Ma non è finita. Fin qui si è visto come il denaro, pura astrazione, sia un incredibile motore capace di programmare, determinare e alimentare le attività economiche future, dato che i vasti investimenti in infrastrutture, fabbriche, macchinari e quant’altro sono possibili solo grazie a questo strumento. Con la sua circolazione vorticosa, con il meccanismo del prestito, consente di comprare cose che ancora non sono state realizzate. In molti casi la promessa non viene mantenuta (è una regola che, alla lunga, i debiti non siano pagati!) essendo collocata in un futuro così lontano da risultare assolutamente imprevedibile. Tuttavia, l’uso del denaro che si fa in questo ambito è ancora quello basato sulla compravendita di beni fisici, esistenti o di cui si assume l’esistenza in futuro. Ma le cose si sono evolute ulteriormente con la finanza, “disciplina” del sistema economico attraverso la quale il denaro raggiunge il massimo livello di astrazione in quanto impiegato per comprare altro denaro, ovvero se stesso: si tratta di una vera e propria tautologia, in cui il puro Nulla acquisisce altro Nulla. Con la finanza si specula, si scommette denaro su tutto ciò su cui è possibile scommettere: sull’andamento degli indici di borsa, sul valore delle azioni, addirittura sulle scommesse stesse, ecc. I famosi derivati sono “contratti o titoli il cui prezzo sia basato sul valore di mercato di un altro strumento finanziario, definito sottostante”, ossia valute, azioni, indici finanziari, tassi d’interesse. La finanza moderna permette di creare denaro dal nulla al massimo della velocità perché manca del tutto l’ormai sempre più debole vincolo con la produzione di beni reali. E’ denaro che investe, che scommette su se stesso, che si riproduce, si moltiplica auto-acquistandosi, in un processo infinito, accelerato a sua volta dalla moderna tecnologica, che consente di trasferire alla velocità della luce enormi somme salvate come bit nei computer ma prive di qualsiasi aggancio con la realtà fisica. Questa gigantesca espansione ha reso la finanza incomparabilmente più estesa dell’economia sottostante, ormai incapace di fronteggiarne le dimensioni. Una gigantesca bolla, sempre più gonfia, capace di ripercuotersi come uno tsunami sull’economia reale, come si è visto nella Grande Crisi scoppiata a partire dai mutui subprime (altri prodotti finanziari) nell’ormai lontano 2007.

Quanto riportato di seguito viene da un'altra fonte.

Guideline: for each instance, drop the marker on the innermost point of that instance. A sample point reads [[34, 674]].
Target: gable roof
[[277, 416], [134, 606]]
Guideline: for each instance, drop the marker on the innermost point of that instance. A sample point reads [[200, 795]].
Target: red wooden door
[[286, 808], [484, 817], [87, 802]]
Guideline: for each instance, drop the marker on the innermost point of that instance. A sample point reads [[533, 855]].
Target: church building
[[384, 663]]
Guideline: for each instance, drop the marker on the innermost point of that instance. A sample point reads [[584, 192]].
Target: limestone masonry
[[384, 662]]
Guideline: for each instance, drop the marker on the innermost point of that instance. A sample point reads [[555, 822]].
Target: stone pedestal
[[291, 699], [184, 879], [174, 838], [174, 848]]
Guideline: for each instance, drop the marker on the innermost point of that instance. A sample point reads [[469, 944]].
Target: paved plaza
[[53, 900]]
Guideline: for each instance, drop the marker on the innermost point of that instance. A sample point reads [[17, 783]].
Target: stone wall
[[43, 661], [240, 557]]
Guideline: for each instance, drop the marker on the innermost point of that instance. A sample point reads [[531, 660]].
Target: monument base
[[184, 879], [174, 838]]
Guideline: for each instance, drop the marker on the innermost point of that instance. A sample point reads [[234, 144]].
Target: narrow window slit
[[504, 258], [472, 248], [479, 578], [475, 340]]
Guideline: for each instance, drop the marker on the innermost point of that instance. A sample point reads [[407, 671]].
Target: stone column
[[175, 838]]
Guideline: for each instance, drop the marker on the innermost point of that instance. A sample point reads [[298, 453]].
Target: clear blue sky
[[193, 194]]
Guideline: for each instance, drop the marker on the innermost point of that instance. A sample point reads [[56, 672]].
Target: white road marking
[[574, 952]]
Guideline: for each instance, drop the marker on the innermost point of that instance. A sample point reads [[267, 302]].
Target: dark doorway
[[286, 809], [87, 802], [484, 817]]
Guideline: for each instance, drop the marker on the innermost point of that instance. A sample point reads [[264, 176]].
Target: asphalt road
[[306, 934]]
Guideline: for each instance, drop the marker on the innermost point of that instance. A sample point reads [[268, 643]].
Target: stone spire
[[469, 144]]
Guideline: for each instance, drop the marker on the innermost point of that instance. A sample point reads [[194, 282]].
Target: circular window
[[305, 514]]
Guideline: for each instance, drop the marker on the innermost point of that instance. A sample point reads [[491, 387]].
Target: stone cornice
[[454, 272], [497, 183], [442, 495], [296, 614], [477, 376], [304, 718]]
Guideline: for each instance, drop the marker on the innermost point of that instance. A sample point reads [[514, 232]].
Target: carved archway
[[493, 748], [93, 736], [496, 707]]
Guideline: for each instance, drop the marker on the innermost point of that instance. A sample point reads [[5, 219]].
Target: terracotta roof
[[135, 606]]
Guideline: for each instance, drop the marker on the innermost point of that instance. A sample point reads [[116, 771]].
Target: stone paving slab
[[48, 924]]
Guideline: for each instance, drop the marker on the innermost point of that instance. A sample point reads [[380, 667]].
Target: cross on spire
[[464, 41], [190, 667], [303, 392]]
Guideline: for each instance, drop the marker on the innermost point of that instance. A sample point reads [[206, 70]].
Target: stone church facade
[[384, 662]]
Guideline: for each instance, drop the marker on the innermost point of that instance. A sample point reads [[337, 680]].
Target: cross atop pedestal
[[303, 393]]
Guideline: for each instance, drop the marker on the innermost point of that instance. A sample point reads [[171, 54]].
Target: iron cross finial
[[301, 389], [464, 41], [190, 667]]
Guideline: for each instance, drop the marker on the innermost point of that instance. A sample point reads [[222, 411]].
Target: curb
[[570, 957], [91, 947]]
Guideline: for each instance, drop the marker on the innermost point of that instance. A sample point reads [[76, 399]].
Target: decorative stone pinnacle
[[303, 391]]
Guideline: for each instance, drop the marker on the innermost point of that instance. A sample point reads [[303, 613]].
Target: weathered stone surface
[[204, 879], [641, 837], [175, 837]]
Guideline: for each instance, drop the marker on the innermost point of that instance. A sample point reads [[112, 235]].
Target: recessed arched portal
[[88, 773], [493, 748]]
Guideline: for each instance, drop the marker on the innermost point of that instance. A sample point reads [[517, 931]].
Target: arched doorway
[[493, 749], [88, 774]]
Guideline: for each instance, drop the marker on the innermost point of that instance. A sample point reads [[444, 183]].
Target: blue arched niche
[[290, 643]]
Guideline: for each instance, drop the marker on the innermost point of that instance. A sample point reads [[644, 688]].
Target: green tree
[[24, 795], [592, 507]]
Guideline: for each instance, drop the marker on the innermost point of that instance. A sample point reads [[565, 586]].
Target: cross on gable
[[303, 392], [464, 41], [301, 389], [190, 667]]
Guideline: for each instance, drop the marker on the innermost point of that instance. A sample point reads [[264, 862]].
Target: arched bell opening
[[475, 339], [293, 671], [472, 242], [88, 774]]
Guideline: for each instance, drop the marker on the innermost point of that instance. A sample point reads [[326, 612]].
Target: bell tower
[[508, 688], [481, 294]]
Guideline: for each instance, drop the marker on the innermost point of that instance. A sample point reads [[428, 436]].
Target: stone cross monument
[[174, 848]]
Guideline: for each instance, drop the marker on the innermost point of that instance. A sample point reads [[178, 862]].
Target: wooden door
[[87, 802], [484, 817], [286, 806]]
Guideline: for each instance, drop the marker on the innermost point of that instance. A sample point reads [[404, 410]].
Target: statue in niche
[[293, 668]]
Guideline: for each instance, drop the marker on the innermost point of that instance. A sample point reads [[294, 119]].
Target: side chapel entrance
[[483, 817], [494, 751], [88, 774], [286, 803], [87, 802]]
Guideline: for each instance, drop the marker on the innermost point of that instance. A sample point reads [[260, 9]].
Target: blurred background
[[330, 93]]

Il consumo di risorse e conclusioni

Ho scritto questo testo innanzi tutto per tentare di spiegarmi i motivi per cui l’economia monetaria non possa procedere in uno stato stazionario e riconosco di non essere stato esaustivo, ma spero almeno di essere riuscito a delineare alcuni tratti principali e i meccanismi fondamentali. La stessa struttura dell’economia include al proprio interno il concetto della crescita esponenziale. Il denaro per esistere ha bisogno di muoversi o moltiplicarsi, se si ferma rivela la propria natura, la propria non esistenza. La crescita continua costituisce un meccanismo infernale di una voracità inaudita in termini energetici, ambientali ma non solo. Ha plasmato la mentalità delle persone, la loro capacità di ragionare vincolandola alla logica del denaro, distruggendo la morale, l’etica, rendendo tutto acquistabile, creando bisogni indotti per poter vendere di più. La produzione del superfluo ha superato di gran lunga quella dei beni effettivamente utili e necessari. Tutto oggi ha un prezzo, tutto si può comprare, tutto è commercializzato, anche i sentimenti e la morte. Questo sistema ha divaricato a dismisura le ineguaglianze, ha concentrato nelle mani di pochi un potere di gran lunga superiore a quello posseduto da qualsiasi re o tiranno del passato, un potere di natura asintotica, come la crescita infinita, e ha lasciato alle masse le briciole, oltre a un mondo sempre più inquinato e impoverito. Ha fatto sì che si smettesse di produrre per consumare e si passasse al consumare per produrre, un’assurdità che sta distruggendo il nostro habitat e che ha trasformato le persone in tubi digerenti, attraverso cui tutto passa, capaci solo di produrre e consumare, in un ciclo infinito che non ha altro scopo se non quello di continuare a esistere ed espandersi.